I'm almost certain that V was the only Guatemalan present on the lawn outside the Palace of Westminster on November 20, 1990 in the hours after Margaret Thatcher's resignation. 

We then witnessed a scene almost out of the Hollywood playbook, with row upon row of reporters with microphones speaking to camera in almost every language imaginable and we rubbed shoulders with our former 'Father of the House' Ken Clarke, in that moment cast very much as the villain of the piece. 

V claimed to have a personal interest in as much as her erstwhile friend and colleague, Margarita Ascencio, now of Finca Colombia fame, was then widely referred to by the apodo 'Margaret Tatcha' here in the colonial city. 
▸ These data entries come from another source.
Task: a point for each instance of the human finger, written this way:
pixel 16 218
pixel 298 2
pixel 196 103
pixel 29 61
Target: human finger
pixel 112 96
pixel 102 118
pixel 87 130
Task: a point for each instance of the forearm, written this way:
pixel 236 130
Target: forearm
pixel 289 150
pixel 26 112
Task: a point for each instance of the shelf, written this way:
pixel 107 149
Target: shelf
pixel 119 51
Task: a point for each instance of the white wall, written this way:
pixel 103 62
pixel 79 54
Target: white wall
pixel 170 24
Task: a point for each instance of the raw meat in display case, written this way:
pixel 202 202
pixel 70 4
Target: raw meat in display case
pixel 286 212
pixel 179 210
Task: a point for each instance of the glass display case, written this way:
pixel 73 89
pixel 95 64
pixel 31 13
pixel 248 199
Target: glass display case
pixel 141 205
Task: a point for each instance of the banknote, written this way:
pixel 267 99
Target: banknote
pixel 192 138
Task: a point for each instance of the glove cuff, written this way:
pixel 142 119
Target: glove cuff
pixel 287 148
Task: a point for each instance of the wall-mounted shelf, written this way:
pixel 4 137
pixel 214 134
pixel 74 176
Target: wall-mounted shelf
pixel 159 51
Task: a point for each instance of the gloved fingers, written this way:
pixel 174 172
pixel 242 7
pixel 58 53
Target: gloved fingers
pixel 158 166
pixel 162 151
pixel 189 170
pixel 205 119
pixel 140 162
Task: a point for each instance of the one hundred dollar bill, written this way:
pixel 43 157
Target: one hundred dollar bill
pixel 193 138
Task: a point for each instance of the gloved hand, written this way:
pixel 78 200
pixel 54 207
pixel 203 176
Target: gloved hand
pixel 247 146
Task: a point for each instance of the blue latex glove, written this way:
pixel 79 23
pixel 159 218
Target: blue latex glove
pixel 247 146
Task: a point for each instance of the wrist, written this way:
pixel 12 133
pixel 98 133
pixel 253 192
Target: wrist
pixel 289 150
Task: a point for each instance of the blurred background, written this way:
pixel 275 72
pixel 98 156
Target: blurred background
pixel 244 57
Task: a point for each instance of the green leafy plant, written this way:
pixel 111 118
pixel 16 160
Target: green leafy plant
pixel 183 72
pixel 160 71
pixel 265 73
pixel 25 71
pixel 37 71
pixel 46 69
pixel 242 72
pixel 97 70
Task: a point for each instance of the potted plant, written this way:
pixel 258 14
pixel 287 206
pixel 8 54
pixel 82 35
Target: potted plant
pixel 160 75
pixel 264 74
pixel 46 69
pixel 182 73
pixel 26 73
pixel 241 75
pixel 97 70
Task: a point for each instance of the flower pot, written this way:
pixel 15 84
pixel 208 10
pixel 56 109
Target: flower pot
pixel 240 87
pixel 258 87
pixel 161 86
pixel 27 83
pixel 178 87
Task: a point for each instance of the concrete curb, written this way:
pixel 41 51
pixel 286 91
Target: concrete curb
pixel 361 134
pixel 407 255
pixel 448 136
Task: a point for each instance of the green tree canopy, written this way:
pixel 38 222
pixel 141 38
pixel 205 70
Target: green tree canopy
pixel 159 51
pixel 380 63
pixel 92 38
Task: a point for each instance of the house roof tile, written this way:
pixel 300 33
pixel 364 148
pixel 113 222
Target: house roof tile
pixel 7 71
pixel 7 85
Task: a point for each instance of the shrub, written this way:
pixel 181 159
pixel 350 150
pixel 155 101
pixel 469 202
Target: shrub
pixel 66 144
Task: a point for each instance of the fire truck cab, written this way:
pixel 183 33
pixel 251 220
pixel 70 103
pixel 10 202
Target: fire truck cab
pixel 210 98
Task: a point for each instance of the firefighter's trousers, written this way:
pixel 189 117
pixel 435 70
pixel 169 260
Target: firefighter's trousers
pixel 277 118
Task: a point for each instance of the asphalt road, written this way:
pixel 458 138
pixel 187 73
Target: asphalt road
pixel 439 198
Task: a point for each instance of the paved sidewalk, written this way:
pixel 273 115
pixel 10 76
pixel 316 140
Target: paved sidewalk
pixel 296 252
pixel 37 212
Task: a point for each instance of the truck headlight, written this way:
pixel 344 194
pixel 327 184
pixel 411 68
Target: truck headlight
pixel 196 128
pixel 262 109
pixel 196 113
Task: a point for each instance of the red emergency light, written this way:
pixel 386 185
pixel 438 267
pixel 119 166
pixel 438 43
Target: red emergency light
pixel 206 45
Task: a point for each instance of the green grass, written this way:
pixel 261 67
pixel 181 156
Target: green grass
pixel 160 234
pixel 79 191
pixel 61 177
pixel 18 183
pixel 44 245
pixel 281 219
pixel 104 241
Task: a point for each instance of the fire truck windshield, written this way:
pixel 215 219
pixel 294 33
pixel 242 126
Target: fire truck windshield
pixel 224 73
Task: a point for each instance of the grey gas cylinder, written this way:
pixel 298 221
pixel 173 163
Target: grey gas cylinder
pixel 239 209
The point of this recollection is that right then, a year after Scandal's release, Harold Macmillan and his contemporaries — I do remember them speechifying during the Thatcher years — had by then vanished into the mists. 

And now, when I think about the Iron Lady and her boys, they too have disappeared into written history. If I live long enough, I may yet get to see this happen a third time. 

Keeler died a few months after my father, though she was almost a generation younger. She has now been given a sensitive re-treatment for the #metoo zeitgeist




One wonders how we Brits will remember her in 30 years' time, if at all. Perhaps we will be scouring more recent timeframes for our myths of decline.